Let’s begin by examining specific types of problem content. By “problem,” I mean that these forms of content can bloat the SharePoint database -- perhaps not reducing performance, but definitely increasing your storage costs and making tasks like backup and recovery more complicated. We’re not going to take the “easy” route and simply say, “don’t store this information in SharePoint;” our goal is to use SharePoint the way it’s meant to be used -- but to do so with a bit more control over our storage utilization.
Large content items
First and foremost are the file attachments stored in SharePoint, which I’ll refer to as large content items. Word documents, PowerPoint presentations, Excel spreadsheets, Photoshop illustrations, Acrobat PDFs, you name it. Traditionally, we would just have dumped these onto a file server and let people access them from there, but with a file server, we’re not getting integrated enterprise-wide searching, nor are we getting version control -- which could certainly be beneficial for at least some of the files in your environment.
SharePoint offers those features, but these large items can take up a lot of room in the database, increasing your storage costs. In addition, as I’ve already mentioned, SQL Server isn’t necessarily at its best when working with these large content items; if there was a way to move them outside the database -- and still have them be “inside” SharePoint, of course -- then we could perhaps improve performance a bit as well as optimize our storage.
Shared folders and media files
Obviously, the information in shared folders qualifies as “large content items,” so all the caveats I described in the previous section still apply. Media files -- audio and video files -- obviously fall under the same category, as video files in particular can be very large.
But they have some unique problems above and beyond their mere size. Simply getting this content into SharePoint can present an enormous challenge: You need to locate the data, copy it into the SharePoint database, create the necessary SharePoint items to provide access to the data, and -- perhaps most importantly -- apply the appropriate permissions to the content so that SharePoint’s access permissions reflect the original permissions of each file.
You’ll be adding considerable size to your SharePoint database in the process, of course, but you’ll get the advantages of SharePoint’s features, including permissions management, workflows, alerts, and versioning, along with indexing and search. Figure 1.4 illustrates the logical migration process.
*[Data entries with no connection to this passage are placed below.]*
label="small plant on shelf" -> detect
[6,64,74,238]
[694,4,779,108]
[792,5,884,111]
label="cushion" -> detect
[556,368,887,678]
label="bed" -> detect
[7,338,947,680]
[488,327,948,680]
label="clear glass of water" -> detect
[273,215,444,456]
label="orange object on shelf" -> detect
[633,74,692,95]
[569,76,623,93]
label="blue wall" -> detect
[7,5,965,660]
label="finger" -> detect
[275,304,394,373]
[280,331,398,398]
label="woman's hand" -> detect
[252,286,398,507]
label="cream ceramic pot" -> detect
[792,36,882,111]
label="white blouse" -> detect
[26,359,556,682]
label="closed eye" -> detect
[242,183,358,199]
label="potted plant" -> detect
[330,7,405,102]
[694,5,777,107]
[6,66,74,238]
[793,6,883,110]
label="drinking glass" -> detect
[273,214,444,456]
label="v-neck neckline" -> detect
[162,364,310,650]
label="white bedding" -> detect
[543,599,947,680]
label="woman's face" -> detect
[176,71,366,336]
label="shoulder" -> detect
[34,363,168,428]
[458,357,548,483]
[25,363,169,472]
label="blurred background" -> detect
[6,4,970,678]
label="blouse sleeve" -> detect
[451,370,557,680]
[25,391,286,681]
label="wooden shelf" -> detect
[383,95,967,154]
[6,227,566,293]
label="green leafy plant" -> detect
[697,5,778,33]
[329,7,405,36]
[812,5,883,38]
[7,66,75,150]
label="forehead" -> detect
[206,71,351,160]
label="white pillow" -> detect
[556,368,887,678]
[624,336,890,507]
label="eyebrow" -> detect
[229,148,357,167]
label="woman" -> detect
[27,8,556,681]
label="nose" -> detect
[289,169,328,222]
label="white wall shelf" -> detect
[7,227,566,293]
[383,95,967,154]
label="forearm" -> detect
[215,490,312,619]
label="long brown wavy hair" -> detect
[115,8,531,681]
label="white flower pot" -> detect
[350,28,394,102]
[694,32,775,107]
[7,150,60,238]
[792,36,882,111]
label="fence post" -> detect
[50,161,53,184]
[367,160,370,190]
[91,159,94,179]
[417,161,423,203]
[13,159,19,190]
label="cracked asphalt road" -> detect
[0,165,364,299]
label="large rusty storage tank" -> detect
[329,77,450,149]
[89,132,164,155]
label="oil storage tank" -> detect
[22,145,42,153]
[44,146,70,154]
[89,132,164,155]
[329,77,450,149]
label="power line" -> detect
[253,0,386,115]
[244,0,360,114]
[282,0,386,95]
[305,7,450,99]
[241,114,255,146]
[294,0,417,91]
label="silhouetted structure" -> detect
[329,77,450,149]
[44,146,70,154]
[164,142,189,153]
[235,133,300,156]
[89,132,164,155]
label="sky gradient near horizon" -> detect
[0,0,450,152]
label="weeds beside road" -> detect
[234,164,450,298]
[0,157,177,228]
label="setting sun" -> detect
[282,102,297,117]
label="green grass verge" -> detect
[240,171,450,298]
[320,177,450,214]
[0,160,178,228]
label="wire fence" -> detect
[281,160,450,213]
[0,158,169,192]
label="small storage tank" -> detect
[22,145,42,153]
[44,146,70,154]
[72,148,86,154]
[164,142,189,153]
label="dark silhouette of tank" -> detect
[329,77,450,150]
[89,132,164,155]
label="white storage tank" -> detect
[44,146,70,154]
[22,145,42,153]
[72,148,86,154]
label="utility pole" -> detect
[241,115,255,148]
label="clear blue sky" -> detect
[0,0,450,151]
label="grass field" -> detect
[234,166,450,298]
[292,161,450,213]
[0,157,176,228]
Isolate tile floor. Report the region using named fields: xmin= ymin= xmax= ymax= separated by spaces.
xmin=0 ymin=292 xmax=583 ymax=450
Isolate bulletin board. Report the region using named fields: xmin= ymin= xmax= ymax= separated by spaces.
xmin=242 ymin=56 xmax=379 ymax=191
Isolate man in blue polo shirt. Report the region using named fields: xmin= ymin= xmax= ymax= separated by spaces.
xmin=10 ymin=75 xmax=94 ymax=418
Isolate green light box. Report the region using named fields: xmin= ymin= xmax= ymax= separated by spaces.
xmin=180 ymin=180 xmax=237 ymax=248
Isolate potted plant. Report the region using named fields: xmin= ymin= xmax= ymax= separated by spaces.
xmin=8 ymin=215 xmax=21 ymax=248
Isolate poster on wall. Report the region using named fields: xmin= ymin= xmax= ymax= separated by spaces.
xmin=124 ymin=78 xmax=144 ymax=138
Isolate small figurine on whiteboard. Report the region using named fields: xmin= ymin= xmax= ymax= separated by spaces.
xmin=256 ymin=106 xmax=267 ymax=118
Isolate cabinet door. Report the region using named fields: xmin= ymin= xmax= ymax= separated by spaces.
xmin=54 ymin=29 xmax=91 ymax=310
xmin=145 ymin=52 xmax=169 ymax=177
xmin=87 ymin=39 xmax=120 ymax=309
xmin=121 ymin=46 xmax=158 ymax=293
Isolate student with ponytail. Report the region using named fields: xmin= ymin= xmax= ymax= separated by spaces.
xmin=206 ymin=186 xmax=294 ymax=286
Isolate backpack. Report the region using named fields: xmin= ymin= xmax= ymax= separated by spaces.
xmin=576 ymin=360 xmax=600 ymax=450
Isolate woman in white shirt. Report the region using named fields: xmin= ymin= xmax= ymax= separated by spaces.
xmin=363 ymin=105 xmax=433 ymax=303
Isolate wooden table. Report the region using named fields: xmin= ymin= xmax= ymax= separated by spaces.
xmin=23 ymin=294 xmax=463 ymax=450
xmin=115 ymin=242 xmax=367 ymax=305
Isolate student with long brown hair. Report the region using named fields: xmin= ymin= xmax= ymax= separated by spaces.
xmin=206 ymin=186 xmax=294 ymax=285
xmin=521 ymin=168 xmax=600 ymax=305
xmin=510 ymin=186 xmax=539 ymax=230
There are a number of vendors who offer tools to assist with, and automate, this kind of data migration. However, be aware that this kind of migration isn’t always the optimal way to use SharePoint, at least in terms of storage optimization.
Figure 1.4: Migrating content into SharePoint.
Notice that the source repository for these migrations can come in a number of forms: typical Windows file servers, of course, but also cloud-based storage or even FTP servers. The basic idea is that any file, no matter where it’s located, can become more valuable and collaborative once it’s inside SharePoint -- assuming, of course, that you want to devote enough storage to keeping it all in the repository, or that you have another way of incorporating the information without actually migrating it into the database.
Why in the world would we want to include FTP- or cloud-based content in our SharePoint infrastructure? Simple: There are a number of good business reasons to include the “primary copy” of content in a cloud-based storage system, on an FTP server, or elsewhere. Recoverability is one reason: Cloud-based storage can offer better protection against deletion or failure.
Accessibility is another reason: We might have need for others to access the data, and cloud- or FTP-based storage both offer easy ways for anyone in the world to get at the information.
Sometimes data in a cloud- or FTP-based storage system might be someone else’s data that our company has access to; being able to include that in SharePoint would make it easier for our users to access, without requiring us to actually “own” the data.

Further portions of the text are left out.